Lente, la vie, lentement

te brûle mais sans que tu flambes

Tu marches mais tes pas te portent nulle part

Tu marches mais restes clouée

à ta croix,

Terre délicate et meurtrie,

Mère aux yeux obliques

par où fuit

l'Éternel éternellement.

Terre-Mère des hommes, Terre de personne

Quel prisme inversé te projette là-dedans ?

Quel fleuve flue et afflue en toi ?

Quelle lune te dissocie de ta mer pour

te replonger dans la mer ?

En toi commence

et se résout la spirale

tragique du rêve

Rien n'a pu sortir de toi: ni le Bien,

ni le Mal, ni l'Amour,

ni les mots d'amour, ni l'amertume

versée en toi siècle après siècle

L'amertume qui t'a remplie jusqu'au plus haut

sans se déborder,

Car ce qui est tombé en toi est tombé dans un puits.

Il n'est de hache pour t'ouvrir un soleil dans l'obscurité de la forêt

Ni de miroir qui te copie sans se briser

- avec toi dans sa glace -

où tu te verrais morte en te penchant sur elle

Tu es onde au repos : une eau transie d'étang,

gélatine sensible,

talc blessé de lumière fugace où

dort un paysage vague et inconnu :

un paysage de 27 750 km2 qu'il ne faut pas réveiller.

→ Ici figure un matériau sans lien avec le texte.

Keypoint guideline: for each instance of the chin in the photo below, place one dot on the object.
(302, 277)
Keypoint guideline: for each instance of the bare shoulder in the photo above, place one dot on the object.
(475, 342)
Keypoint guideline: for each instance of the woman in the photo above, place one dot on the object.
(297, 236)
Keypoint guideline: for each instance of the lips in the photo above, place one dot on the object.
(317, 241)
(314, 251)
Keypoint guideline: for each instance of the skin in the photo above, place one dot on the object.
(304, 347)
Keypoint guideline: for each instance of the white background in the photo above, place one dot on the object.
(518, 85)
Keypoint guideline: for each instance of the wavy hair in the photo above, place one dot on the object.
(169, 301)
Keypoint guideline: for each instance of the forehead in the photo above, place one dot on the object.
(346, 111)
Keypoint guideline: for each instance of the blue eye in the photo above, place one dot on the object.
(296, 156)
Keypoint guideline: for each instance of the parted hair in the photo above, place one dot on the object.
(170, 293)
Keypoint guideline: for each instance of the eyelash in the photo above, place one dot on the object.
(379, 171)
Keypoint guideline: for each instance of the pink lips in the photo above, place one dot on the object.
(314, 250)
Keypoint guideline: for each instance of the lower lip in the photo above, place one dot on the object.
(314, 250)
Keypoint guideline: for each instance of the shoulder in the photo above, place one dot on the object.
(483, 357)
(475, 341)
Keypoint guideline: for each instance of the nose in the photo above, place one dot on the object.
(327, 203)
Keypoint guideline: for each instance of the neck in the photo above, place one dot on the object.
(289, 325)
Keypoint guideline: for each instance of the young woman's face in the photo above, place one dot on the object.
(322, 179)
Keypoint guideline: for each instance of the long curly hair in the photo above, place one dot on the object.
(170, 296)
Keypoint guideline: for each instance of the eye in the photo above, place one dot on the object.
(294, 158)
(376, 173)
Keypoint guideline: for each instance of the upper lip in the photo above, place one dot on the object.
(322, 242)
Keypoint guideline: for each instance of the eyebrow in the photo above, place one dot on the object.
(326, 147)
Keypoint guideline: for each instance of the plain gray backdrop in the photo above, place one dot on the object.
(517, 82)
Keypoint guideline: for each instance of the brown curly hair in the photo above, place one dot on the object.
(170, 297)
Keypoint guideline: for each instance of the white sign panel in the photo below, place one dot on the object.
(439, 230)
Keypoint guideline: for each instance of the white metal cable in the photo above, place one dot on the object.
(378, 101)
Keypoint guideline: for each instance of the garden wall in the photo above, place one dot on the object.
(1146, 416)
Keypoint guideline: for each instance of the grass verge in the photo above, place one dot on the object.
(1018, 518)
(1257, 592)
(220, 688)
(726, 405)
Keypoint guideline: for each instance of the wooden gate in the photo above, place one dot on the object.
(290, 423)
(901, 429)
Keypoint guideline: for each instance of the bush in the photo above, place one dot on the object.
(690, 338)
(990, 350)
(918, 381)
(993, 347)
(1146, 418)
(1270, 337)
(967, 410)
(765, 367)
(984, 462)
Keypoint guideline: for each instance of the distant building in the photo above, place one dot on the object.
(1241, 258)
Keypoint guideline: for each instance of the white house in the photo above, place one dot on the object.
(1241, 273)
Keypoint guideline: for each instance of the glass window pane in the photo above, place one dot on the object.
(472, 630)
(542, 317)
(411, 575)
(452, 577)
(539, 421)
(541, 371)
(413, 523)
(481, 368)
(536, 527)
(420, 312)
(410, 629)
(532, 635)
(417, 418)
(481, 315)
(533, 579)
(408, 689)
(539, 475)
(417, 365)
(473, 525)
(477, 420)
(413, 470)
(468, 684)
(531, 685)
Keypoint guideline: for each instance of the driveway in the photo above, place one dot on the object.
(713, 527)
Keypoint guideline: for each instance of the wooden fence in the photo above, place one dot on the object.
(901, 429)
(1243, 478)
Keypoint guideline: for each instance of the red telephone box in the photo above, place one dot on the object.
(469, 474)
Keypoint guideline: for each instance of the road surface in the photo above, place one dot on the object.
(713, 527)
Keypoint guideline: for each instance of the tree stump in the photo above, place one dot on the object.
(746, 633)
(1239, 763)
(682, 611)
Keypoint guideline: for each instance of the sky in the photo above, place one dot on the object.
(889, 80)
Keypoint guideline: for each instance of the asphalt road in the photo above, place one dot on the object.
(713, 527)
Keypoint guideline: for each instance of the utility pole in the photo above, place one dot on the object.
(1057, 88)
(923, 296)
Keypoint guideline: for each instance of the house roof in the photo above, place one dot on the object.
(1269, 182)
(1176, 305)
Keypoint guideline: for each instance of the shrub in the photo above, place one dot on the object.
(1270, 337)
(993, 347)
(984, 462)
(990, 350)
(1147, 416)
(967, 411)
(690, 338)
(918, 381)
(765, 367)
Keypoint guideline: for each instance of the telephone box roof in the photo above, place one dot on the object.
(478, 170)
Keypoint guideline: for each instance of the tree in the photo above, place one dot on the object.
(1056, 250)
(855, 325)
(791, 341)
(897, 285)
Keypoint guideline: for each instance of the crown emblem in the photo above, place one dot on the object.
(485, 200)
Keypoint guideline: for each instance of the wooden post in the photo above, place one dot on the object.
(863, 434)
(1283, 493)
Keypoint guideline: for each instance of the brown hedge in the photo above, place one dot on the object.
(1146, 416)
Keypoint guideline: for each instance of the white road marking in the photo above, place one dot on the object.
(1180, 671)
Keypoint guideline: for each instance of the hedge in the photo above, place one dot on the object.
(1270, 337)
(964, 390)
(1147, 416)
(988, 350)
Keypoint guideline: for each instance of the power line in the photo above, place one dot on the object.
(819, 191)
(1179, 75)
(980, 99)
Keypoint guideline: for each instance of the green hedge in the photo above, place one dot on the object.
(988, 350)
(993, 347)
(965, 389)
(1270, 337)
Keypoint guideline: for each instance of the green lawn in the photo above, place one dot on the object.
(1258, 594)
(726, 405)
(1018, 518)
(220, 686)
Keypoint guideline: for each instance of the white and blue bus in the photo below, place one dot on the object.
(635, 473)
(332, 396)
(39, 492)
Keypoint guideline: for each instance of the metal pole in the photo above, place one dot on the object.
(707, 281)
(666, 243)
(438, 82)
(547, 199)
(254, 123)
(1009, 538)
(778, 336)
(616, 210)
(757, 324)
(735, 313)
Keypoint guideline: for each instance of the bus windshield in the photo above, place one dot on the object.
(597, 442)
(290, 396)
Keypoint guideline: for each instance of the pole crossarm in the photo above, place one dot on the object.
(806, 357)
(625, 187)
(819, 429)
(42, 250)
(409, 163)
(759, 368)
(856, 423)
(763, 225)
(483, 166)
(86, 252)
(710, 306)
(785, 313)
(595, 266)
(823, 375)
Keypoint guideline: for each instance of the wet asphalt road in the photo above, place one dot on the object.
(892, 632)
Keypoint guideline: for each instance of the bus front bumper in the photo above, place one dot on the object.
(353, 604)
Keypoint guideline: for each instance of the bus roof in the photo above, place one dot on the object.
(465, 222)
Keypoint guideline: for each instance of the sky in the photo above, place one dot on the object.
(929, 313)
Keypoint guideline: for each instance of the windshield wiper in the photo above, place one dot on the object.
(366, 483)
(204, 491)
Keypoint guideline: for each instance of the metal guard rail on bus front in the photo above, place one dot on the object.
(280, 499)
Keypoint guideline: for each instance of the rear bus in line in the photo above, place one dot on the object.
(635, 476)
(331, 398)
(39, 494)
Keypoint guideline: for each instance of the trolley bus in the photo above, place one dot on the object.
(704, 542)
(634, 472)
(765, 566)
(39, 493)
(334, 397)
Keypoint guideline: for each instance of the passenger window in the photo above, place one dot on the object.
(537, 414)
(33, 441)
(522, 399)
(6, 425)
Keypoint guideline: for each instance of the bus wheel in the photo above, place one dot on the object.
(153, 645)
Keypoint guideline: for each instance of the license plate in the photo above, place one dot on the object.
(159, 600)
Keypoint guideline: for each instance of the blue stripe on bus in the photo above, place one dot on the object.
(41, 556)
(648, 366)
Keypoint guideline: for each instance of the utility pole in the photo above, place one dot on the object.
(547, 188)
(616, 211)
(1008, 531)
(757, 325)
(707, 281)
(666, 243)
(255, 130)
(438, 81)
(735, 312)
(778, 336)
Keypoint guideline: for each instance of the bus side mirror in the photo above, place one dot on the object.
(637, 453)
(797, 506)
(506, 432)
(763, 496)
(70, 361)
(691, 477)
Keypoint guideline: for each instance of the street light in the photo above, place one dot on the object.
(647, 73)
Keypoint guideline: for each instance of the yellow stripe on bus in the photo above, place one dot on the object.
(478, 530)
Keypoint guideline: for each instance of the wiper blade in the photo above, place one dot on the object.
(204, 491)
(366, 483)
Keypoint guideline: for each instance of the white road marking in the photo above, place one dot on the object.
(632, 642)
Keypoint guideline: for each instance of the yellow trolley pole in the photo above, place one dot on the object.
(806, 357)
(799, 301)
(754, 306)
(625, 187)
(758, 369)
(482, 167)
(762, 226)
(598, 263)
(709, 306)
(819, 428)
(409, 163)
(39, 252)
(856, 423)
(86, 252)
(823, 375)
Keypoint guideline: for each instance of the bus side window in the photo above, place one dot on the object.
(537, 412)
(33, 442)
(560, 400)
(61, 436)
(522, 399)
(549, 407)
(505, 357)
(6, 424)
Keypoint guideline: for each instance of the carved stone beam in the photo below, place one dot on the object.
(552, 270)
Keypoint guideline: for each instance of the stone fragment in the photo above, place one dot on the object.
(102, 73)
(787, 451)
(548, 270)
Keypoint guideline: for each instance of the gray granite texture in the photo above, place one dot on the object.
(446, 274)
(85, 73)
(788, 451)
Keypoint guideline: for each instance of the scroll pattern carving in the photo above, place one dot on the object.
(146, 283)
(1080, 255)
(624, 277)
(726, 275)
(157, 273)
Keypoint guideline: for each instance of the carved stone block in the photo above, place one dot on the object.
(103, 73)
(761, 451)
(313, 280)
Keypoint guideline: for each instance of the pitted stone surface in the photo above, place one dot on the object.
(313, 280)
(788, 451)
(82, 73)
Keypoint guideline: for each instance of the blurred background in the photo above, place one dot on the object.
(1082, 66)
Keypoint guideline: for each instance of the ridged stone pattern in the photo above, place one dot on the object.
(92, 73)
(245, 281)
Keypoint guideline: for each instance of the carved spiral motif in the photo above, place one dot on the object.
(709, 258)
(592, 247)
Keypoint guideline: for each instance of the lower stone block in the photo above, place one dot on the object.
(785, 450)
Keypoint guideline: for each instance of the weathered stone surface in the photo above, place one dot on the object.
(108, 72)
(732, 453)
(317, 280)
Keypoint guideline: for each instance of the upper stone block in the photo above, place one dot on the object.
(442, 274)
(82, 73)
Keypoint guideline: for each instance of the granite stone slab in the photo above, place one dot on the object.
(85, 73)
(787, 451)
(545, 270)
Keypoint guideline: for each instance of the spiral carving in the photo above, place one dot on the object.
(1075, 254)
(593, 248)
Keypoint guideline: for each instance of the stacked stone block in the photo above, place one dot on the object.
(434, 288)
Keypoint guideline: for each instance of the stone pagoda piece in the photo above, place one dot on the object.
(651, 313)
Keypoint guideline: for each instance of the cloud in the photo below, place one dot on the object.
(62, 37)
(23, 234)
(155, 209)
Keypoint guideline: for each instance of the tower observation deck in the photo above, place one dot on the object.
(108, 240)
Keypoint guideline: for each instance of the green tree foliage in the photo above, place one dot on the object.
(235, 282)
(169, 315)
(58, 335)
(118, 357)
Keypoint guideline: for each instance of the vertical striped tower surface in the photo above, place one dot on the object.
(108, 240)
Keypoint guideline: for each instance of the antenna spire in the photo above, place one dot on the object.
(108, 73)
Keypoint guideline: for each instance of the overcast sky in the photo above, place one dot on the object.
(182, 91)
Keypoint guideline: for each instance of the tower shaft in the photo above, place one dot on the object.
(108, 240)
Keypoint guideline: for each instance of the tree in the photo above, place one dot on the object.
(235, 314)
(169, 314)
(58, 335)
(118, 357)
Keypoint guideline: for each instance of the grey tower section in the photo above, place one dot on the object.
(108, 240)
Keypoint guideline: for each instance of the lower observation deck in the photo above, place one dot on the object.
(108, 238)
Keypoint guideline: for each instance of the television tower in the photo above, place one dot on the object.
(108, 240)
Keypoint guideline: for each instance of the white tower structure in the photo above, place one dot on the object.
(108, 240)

Et Dieu pourrisse la langue de qui l'animera

contre toi, qu'à un mur, inexorablement,

il cloue les bras de qui osera te signaler ;

la main obscure de caverne

qui versera un peu plus de vinaigre sur ta soif !

Ceux qui te veulent le perpétuel, l'asservissement

à quoi servent

les autres Mères

ne savent pas que tu es

Ève

Ève douloureuse

Sans la malédiction,

Tes tresses cousent les déboires de l'humanité

Dans ta perle des tropiques, un bois de parfum

Ils ne savent pas que tu détiens la clef de la Vie.